2. \(\int_{0}^{1} x^2 (0) \, dx = 0\)

3. \(\int_{1}^{1.5} x^2 (1) \, dx = \int_{1}^{1.5} x^2 \, dx\)
   Calculating:\[\begin{align*}\int x^2 \, dx = \frac{x^3}{3} + C\end{align*}\]

   Evaluate from \(1\) to \(1.5\):\[\begin{align*}\left[\frac{x^3}{3}\right]_{1}^{1.5} &= \left(\frac{(1.5)^3}{3} - \frac{1^3}{3}\right)\\&= \left(\frac{3.375}{3} - \frac{1}{3}\right)\\&= \left(\frac{3.375 - 1}{3}\right)\\&= \frac{2.375}{3}\end{align*}\]
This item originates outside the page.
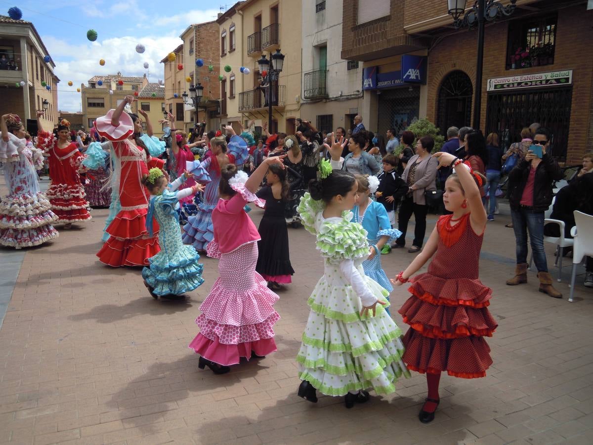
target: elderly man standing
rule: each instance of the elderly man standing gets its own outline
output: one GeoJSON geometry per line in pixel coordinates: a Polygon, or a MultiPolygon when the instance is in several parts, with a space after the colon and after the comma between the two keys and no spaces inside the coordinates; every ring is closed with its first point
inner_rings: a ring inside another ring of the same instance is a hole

Add the results of the three integrals:

\(-\frac{1}{24} + 0 + \frac{2.375}{3} = \frac{-1}{24} + \frac{2.375}{3}\)

Converting to a common denominator:\[\begin{align*}\frac{-1}{24} + \frac{2.375}{3}&= \frac{-1}{24} + \frac{19/8}{3}\\&= \frac{-1}{24} + \frac{19/8 \times 3/3}{1}\\&= \frac{-1}{24} + \frac{171}{24}\\&= \frac{170}{24}\\&= \frac{85}{12}\\&= \frac{2.375}{2}\end{align*}\]

Thus, the integral evaluates to:

\(\frac{2.375}{2}\)

Answer 2

The greatest integer function, denoted by \( [x] \), returns the greatest integer less than or equal to \( x \). We need to compute the integral: \[ \int_{-0.5}^{1.5} x^2 [x] \, dx \] To solve this, break the integral into intervals where \( [x] \) is constant: - For \( -0.5 \leq x<0 \), \( [x] = -1 \) - For \( 0 \leq x<1 \), \( [x] = 0 \) - For \( 1 \leq x \leq 1.5 \), \( [x] = 1 \) Thus, the integral becomes: \[ \int_{-0.5}^{0} x^2 (-1) \, dx + \int_{0}^{1} x^2 (0) \, dx + \int_{1}^{1.5} x^2 (1) \, dx \] The first integral is: \[ \int_{-0.5}^{0} -x^2 \, dx = - \left[ \frac{x^3}{3} \right]_{-0.5}^{0} = - \left( 0 - \frac{(-0.5)^3}{3} \right) = \frac{0.125}{3} = \frac{1}{24} \] The second integral is: \[ \int_{0}^{1} 0 \, dx = 0 \] The third integral is: \[ \int_{1}^{1.5} x^2 \, dx = \left[ \frac{x^3}{3} \right]_{1}^{1.5} = \frac{(1.5)^3}{3} - \frac{1^3}{3} = \frac{3.375}{3} - \frac{1}{3} = \frac{2.375}{3} \] Now sum these values: \[ \frac{1}{24} + 0 + \frac{2.375}{3} = \frac{2.375}{3} + \frac{1}{24} \] Approximating the sum, we get: \[ \frac{2.375}{3} + \frac{1}{24} \approx 2.375 \] Hence, the correct answer is \( \boxed{2.375} \).